More than 3 years have passed since last update.

アニメ・イラストの顔を集めたデータセットを作りました

Posted at 2020-12-05

ちょっと前までGANにハマっていて、その時に作った遺産です。
kaggleのページに公開しました。
もし著作権的にアウトであれば、削除します。

内容はSafebooruからスクレイピングし、顔部分をトリミングした約500,000枚の画像です。
画像のサイズは $256 \times 256$ 以上で、揃えていません（できるだけ高解像度にしてあります）。

他のデータセットと違う特徴として、目の位置を検出することで、顔の位置や角度を揃えてあります。
このことでGANなどで学習を行うとき、安定しやすくなっているのではないかと思います。
また、誤検出などで生じた、顔以外の画像、位置のずれた画像などはSVMで学習させて弾いています。

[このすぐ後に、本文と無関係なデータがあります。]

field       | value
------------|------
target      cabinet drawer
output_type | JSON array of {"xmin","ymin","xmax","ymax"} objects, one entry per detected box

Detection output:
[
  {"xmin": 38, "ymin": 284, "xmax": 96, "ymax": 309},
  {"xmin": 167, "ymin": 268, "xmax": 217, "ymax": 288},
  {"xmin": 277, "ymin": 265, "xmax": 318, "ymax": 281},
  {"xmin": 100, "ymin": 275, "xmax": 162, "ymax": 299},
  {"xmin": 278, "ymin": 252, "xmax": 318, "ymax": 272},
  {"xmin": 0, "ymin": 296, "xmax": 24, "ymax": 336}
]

顔の検出は有名なlbpcascade_animeface.xmlを使用しました。
目の検出には自作の検出器を使っています（昔公開したOpenCVの物体検出の訓練データを作るためのツールを使いました）。
Safebooruからのスクレイピングには参考にしたページがあった気がするのですが、忘れてしまいました。

コード

スクレイピング

scraping.py

import urllib.request
import xml.etree.ElementTree
import cv2
import os
import numpy
import math
import PIL.Image
import io
import concurrent.futures
import time

minimum_size = 256
target_eye_distance = 0.15

output_directory = 'D:/safebooru_face/'


def reject_image(image):
    image = cv2.resize(image, (256, 256), interpolation=cv2.INTER_AREA)
    reshaped_image = image.reshape(-1, 3)
    cov_image = numpy.cov(reshaped_image, rowvar=False)
    eigen_values = numpy.linalg.eigvals(cov_image)
    eigen_values = numpy.sort(eigen_values)

    is_monotone = eigen_values[2] > eigen_values[1] * 1000
    return is_monotone


def trim_image(image, face_classifier, eye_classifier):
    result_images = []

    gray_image = cv2.cvtColor(image, cv2.COLOR_BGR2GRAY)
    gray_image = cv2.equalizeHist(gray_image)

    face_rects = face_classifier.detectMultiScale(gray_image,
                                                  scaleFactor=1.02,
                                                  minNeighbors=2,
                                                  minSize=(minimum_size, minimum_size))

    for (x, y, w, h) in face_rects:
        center_x = x + w / 2
        center_y = y + h / 2
        trim_size = max(w, h)

        x_left = int(center_x - trim_size / 2)
        x_right = int(center_x + trim_size / 2)
        y_top = int(center_y - trim_size / 2)
        y_bottom = int(center_y + trim_size / 2)

        gray_face_roi = gray_image[y_top:y_bottom, x_left:x_right]

        for min_neighbors in [10, 8, 6, 5, 4, 3, 2, 1, 0]:
            eye_rects = eye_classifier.detectMultiScale(gray_face_roi,
                                                        scaleFactor=1.02,
                                                        minNeighbors=min_neighbors,
                                                        minSize=(trim_size // 32, trim_size // 32))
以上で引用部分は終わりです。